With regards to the “big freeze” between Moscow and Rome during the papacy of Polish Pope, Karol Wojtyla much of the resistance towards the Holy See, has disappeared over the past few years. “It should be underlined that on the big social questions, Benedict XVI has assumed a similar position to that of the Orthodox Church,” The Patriarch of Moscow declared a year ago, in a report he presented to his Church’s bishops, in the Cathedral of Christ the Saviour. According to the report, differences between Protestant denominations are growing by contrast: “The Russian Church observed that the Protestant communities are collaborating less and less in the efforts being made to preserve the Christian heritage. This is because of a relentless liberalisation in the Protestant world.”
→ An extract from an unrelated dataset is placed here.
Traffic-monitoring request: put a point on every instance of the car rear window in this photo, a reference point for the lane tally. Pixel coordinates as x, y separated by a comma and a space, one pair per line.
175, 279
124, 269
Patriarch Kirill strengthens his position by reforming the Orthodox Church and looks towards Rome in the meantime. In practice, however, there is one thing standing in the way: the Ukraine. The Ukraine is the Russians’ birthplace. Russia rose from Kiev over a millennium ago, out of the Viking principality of Rus, and that is when it converted to Christianity; this is where the prototypes of its faith, art, the liturgy and monasticism are found. But the Ukraine is also home to the world’s largest Catholic Church of the Eastern Rite, with more than five million faithful. We are similar to the Orthodox faith in every aspect, in the Greco-Byzantine liturgies, in our customs and in the clergy’s right to marry. The two churches only differ in terms of showing obedience to the Pope. The Russian Orthodox faithful fear that Rome might decide to place Ukraine’s Greek Catholic Church at the head of the Patriarchate. Nothing would be more intolerable for Russian ecclesiology that a “Roman” Patriarchate that acts as a rival in a land where there is already an Orthodox Patriarchate. All the more so, if one bears in mind the existence of the Patriarchate of Moscow, which has carried the name of “third Rome” since the Sixteenth century. In sum, it all boils down to this: if Rome can show that it does not intend to raise Ukraine’s Greek Church to the Patriarchate, then a meeting between the Russian Patriarch and Benedict XVI can be arranged.